I first considered that it was nerves. It will pass. I pleaded for it to pass. It didn't pass. I had to make a tough decision. Run my first half marathon in less than peak condition....or not run at all. Both sides of the argument were bummers. On the one hand running sick could turn out completely disasterous...what if I couldn't finish, what if I were last, what if I finished, but it was such a horrible experience that I never wanted to do it again? On the flip side, if I didn't do it at all I would feel like a quitter. If I worked so hard and then didn't go for the prize then what was I teaching my kids? What about Jami? I was running off her inspiration....she did it in pain....shouldn't I? It was a very crummy place to be.
My hubby gave his two cents. If I ran the race, I could likely end up sicker. He didn't want to have to do all my work for me...who would take care of the kids, do the dishes, make the food, do the laundry? He had already been picking up my slack for a week...he was ready for me to be better. It was all in good fun, his comments, but he was right. I listened, I conceded, I didn't run.
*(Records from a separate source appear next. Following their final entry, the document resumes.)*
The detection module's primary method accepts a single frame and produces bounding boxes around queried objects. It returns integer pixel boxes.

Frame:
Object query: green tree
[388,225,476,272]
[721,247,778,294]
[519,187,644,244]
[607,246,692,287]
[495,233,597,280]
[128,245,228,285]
I vowed to run my half before year's end. I registered for a race in Galena. A tough one, but I knew if I kept my conditioning up once I was better, that I would be ok. So I continued to run once I was on the mend, but it wasn't the same. My body was weaker, my time was scarcer, and my will was damaged. Race day was a week away, and again I had a tough choice. This time was easier. A realization had set in. As much as I enjoyed the runs, as much as I needed the time, it was far from a postition of priority in my life.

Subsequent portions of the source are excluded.